She was a silly creature, and she made a bad job of it by the look of the little creep, but I do think one should be grateful that she did it at all, don't you? I rather gather he came to her as a sort of godsend, to give her an interest in her old age, and certainly it must have been good for
the poor little mite to feel
wanted
by someone. But perhaps she rather overdid it, don't you think? He rather does assume that he is the centre of everybody else's universe, as well as his own. When he asked me to come up, it was definitely as if he were doing a favour to me, rather than the reverse. No, a silly woman, I'm afraid. She suggested he take the double-barrelled name, you know, and in giving him that she seems to have given him a double-barrelled opinion of himself.”

“And did he keep contact with his mother?”

“Oh yes,
some.
It was always, frankly, rather difficult to keep
track
of Virginia, let alone contact with her, but she would phone now and then, or descend on the Craybournes for a visit, or take him off for a meal or a pantomime somewhere. She meanwhile went from flower to flower: there was Rotherbrook the newspaper tycoon, there was Lord Prestonpans—she never actually married either of those, so she never got a title, poor duck. There was supposed to be an Arab sheikh, and she
did
marry him, but he turned out to be an Egyptian greengrocer, and I think all her experience of the mysterious Orient took place in the Cromwell Road. There were others—heavens there were others!—and now I believe she's married to some Greek gigolo or other. Talking of which—”

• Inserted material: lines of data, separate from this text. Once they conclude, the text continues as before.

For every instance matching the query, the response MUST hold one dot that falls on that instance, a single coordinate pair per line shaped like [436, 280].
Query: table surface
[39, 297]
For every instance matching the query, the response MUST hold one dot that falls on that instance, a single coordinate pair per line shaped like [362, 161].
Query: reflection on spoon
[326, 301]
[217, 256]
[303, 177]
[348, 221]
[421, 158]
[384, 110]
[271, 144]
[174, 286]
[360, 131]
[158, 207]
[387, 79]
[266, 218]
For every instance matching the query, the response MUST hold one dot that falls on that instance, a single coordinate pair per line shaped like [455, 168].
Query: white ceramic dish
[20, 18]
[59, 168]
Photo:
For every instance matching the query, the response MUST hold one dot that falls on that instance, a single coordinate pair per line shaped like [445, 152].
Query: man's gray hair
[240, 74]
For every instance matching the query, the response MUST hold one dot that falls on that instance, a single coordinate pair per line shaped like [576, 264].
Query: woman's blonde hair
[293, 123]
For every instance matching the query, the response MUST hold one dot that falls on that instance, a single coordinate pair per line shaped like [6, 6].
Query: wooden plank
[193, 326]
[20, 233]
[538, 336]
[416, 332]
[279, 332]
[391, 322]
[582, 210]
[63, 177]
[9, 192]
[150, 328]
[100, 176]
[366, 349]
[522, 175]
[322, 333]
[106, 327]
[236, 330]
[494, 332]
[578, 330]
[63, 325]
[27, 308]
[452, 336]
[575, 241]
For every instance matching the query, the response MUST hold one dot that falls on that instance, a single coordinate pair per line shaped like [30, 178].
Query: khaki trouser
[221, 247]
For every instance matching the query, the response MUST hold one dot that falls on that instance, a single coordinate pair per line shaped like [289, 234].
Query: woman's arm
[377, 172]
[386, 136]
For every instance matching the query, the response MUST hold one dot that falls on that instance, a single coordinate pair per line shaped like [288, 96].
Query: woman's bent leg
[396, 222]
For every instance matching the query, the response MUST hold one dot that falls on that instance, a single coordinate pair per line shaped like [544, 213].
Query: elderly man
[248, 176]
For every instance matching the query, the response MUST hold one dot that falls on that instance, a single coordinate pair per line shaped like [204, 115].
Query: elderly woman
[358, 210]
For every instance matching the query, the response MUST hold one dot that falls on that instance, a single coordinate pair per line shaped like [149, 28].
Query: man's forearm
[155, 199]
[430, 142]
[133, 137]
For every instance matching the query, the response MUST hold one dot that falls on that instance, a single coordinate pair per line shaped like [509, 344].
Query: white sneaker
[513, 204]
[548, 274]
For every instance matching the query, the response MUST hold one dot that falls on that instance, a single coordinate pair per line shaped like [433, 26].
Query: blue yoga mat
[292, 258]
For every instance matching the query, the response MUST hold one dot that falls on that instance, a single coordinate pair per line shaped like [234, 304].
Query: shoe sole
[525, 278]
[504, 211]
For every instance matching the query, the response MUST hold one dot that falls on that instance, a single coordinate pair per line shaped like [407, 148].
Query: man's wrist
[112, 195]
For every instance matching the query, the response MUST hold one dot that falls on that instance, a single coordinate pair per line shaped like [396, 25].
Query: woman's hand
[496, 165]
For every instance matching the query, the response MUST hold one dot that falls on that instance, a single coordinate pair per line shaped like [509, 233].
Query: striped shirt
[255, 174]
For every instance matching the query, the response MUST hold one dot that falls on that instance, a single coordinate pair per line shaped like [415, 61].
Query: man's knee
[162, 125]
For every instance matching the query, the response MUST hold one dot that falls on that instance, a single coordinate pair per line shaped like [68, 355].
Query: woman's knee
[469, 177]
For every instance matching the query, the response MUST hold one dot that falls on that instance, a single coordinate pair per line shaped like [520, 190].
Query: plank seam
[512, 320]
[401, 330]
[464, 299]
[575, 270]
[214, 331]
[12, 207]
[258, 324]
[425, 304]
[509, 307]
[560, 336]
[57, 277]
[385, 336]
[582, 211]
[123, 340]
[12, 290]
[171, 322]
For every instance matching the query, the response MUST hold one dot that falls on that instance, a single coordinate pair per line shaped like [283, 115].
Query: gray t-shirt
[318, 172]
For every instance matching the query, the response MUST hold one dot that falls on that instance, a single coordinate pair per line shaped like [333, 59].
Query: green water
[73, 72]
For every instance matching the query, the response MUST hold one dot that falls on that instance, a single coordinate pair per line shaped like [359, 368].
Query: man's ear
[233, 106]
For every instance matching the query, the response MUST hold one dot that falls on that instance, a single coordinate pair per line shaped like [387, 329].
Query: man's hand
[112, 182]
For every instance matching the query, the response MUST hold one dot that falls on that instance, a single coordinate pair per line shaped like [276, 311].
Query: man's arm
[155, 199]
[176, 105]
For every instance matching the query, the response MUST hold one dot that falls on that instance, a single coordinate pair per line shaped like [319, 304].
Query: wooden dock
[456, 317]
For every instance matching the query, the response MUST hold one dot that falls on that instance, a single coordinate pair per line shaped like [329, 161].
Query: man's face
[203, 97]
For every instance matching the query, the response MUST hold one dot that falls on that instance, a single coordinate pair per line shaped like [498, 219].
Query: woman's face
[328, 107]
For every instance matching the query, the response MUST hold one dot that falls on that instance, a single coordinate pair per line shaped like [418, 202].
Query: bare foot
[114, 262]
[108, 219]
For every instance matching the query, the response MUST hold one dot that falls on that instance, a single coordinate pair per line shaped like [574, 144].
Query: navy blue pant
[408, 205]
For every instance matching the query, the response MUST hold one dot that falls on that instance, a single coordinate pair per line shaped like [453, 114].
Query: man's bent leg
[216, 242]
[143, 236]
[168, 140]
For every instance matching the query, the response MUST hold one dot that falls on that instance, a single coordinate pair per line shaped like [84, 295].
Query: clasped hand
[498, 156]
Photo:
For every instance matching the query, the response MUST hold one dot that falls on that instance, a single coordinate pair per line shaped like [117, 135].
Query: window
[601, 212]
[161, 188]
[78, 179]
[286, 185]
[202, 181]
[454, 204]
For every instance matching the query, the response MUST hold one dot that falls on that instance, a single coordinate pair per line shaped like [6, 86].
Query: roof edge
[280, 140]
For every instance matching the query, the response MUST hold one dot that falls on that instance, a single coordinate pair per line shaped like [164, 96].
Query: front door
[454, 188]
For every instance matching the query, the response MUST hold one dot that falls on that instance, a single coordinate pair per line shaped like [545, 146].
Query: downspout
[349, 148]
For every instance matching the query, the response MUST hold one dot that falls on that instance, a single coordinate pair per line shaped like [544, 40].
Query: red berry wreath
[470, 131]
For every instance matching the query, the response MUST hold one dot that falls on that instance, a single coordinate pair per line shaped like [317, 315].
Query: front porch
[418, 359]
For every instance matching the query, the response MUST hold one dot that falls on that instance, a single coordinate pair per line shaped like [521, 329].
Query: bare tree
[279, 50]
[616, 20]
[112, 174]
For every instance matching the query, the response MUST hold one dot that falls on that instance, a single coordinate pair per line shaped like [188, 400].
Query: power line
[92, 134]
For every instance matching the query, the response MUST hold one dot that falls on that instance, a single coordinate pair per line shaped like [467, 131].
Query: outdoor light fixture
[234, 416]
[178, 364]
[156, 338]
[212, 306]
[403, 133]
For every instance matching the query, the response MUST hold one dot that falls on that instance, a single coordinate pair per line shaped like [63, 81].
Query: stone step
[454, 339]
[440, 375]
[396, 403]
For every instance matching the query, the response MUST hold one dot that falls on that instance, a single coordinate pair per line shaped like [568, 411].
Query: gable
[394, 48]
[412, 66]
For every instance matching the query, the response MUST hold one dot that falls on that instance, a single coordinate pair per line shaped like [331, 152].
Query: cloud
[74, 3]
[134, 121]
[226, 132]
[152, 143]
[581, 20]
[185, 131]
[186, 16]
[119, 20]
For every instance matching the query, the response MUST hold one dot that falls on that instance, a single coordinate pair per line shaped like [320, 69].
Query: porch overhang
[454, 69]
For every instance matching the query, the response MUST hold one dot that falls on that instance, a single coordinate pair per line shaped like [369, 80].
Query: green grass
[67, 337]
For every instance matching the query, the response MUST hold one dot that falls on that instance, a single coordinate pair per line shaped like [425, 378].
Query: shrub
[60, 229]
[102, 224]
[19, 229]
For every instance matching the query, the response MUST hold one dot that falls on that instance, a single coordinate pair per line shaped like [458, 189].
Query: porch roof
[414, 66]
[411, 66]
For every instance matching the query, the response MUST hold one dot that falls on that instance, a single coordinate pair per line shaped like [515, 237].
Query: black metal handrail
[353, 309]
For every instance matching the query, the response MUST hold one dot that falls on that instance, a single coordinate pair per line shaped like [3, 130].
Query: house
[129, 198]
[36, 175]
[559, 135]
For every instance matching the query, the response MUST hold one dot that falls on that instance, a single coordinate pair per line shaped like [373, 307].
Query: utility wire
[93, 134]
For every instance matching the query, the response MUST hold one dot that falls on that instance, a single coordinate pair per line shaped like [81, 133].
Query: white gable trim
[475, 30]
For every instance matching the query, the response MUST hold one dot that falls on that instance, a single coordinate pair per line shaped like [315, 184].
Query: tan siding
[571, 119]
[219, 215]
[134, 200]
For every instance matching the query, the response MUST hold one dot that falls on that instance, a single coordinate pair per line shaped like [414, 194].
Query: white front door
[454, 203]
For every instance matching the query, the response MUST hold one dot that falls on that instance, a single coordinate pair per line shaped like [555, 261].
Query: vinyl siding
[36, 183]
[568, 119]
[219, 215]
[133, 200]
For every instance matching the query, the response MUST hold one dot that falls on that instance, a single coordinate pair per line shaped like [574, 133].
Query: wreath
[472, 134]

Sutcliffe signalled to Gianni to bring replenishments. As he did so, something caught his eye in the street outside. The Labour Party march through town, headed by Jerry Snaithe and Albert Scadgett, was leaving the town square and threading its way past the Unicorn Hotel. Sutcliffe recognized Jerry Snaithe from his picture in the newspapers, and Albert Scadgett from his
innumerable appearances on television during the sheet metalworkers' strike of last year. He was a conservatively-dressed man with a prim, rosebud mouth, on which was planted an expression of the most intense self-approval. Last year had been his great year: then he had led the sheet metalworkers to defeat through month after punishing month, had appeared daily on the news bulletins, had had missiles hurled at him by Tory harridans. Then it had been his proud boast to have brought the soup kitchen back to Yorkshire. Now, since the strike had collapsed, his fame was on the wane. Already the other couple in the Trueman Bar were discussing whether he was a television quiz-show chairman, or the villain in
Emmerdale Farm.
But today was Albert Scadgett's big chance to relive fleetingly the heady days of last year's fiasco, and hence that expression of self-approval that curled his tiny mouth into something approaching a smile.

“No, darling,” Mrs Masterson was saying, over her second Campari soda, when Sutcliffe brought his attention back to her, “I only had the one, but Virginia goes through husbands as if they were paper tissues.”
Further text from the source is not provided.